先回りした心配は優しさではない
ここ数年ずっと語られている『女性活躍』という言葉。
どうすれば女性がもっと働きやすく、仕事と家庭の二項対立にならず納得いくキャリアを形成していけるのかという問題は、当事者としても関心の強いテーマでもあります。
そんな中、今週からNewsPicksで『クリエイティブ・ウーマン』という新特集が始まりました。
中でも昨日公開されたユナイテッドアローズの執行役員である山崎さんの言葉には、まさに!と膝をうつ思いでした。
女性が管理職をやりたくないと思っているなんて、都市伝説です。
(中略)
「あなたは有能だからできます。だからやってください。何かあったら私が助けますから、よろしくお願いしますね」と言えば、必ずリーダー役を引き受けてくれます。
実は女性の昇進やキャリアアップを阻んでいるのは、働き方や個人の意思だけではなく『女性だから』と先回りして心配してあげてしまう優しさにあるのではないかというのが、ちょうど最近考えていたことだったからです。
というのも、6/6(水)に放送されたWEEKLY OCHIAIを現地で観覧していたら、急に箕輪さんから指名を受けて『女性がおじさん社会を生き抜くには?』という質問へのコメントを求められました。
▼40分くらいから突然指名を受けてあたふたする私がでてきます(ちなみに仕事終わりで眉毛がなくなっている)
あまりに突然すぎて何も考えていなかったのですが、このときパッと出てきたのが『自分の力ではなく環境のおかげだよな』ということ。
放送の中では、『佐々木さんのフラットさがいかにありがたいか』という話をしました。(決して上司を持ち上げているわけではありませんw)
女性というのは、ただでさえ自分の中で勝手にキャップをつくってしまう人が多いものです。
それは一歩下がる謙遜が女性らしいという日本的な教育もありますし、いつか結婚して子供を産むことを考えたら今のうちからある程度仕事をセーブしなきゃとか、完璧主義ゆえに自己評価が低くなりがちとか、いろんな要因が絡んでいます。
ただでさえ男性よりも『チャレンジしたい』と表明することにパワーが必要なのに、まわりから『女性だから無理しないで』『本当にできる?』と言われたら、出世することを望まれていないのだと思い込んでしまうし、たしかに今の環境でも十分だと自分を納得させてしまいます。
もちろん男性と女性では体の作りも体力も違いますし、例えば重いものを持つとか、夜道の危険性を考えたら夜遅くまでかかる仕事には極力アサインしない配慮は必要なときもあります。

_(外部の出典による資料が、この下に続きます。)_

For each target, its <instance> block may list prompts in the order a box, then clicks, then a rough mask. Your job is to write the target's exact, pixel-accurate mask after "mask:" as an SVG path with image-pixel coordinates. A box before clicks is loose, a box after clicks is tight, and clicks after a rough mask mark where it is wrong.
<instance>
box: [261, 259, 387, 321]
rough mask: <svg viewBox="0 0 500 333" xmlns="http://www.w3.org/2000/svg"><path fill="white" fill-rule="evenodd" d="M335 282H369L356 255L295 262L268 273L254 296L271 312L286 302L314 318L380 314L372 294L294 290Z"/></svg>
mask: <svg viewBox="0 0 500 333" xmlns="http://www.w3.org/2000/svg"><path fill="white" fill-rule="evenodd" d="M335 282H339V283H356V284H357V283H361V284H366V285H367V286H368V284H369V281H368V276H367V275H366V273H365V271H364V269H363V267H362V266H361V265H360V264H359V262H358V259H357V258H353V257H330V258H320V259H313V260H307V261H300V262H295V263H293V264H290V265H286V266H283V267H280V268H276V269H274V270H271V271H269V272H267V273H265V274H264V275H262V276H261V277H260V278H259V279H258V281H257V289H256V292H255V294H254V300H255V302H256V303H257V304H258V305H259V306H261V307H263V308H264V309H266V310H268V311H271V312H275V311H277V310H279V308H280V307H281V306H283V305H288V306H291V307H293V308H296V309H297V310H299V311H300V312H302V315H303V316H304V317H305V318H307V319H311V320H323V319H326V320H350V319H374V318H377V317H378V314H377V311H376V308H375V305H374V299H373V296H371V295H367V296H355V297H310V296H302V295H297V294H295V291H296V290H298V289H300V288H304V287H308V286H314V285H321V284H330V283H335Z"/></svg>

でもそれは本人が判断すればいいことであって、はじめから『女性だから』という理由で先回りしてバリアを張ってあげる必要はありません。
よかれと思ってかけた優しさが、結果的に本人の成長を阻むのは子育てとまったく同じことだと思います。
私たちは子供ではないし、自分にとってどこが無理なラインで、何ならできるかは自分の頭で判断できます。
性別だけではなく、年齢や国籍を含め、勝手に忖度して配慮するのではなく、提案は平等に行われることが本当のダイバーシティだと思うのです。
そしてフラットに提案しあえる環境を作るためには、私たちひとりひとりが無理なことははっきり無理ということで『とりあえず提案してみればいい』という環境を作っていことも大切なこと。
言葉にせずとも伝わる気遣いは日本らしい美徳ではありますが、疲弊せず自分らしい働き方を実現するには、全員が勝手な忖度をせず言葉にして伝え合うことが第一歩なのではないでしょうか。
そしてこれは性別だけではなく、年齢でも同じこと。
前に「『かわいがる』よりも尊敬を。」という記事を書いた通り、年下だから、若者だからという理由で悪意なく相手の挑戦する心を挫いてしまわないようにすることは、私自身気をつけていることのひとつでもあります。
なぜなら、私もずっと『女の子だから』『まだ若いから』と優しいバリアをたくさん経験してきたから。
かわいがることで自分の下に従えるよりも、尊敬を込めた期待と応援によってたくさんの才能が花開いていく方を私は目指したいと思っています。
先回りした優しさで人の挑戦の芽を奪ってしまわないように、改めて自分も言動に気をつけなればと感じたクリエイティブ・ウーマン特集でした。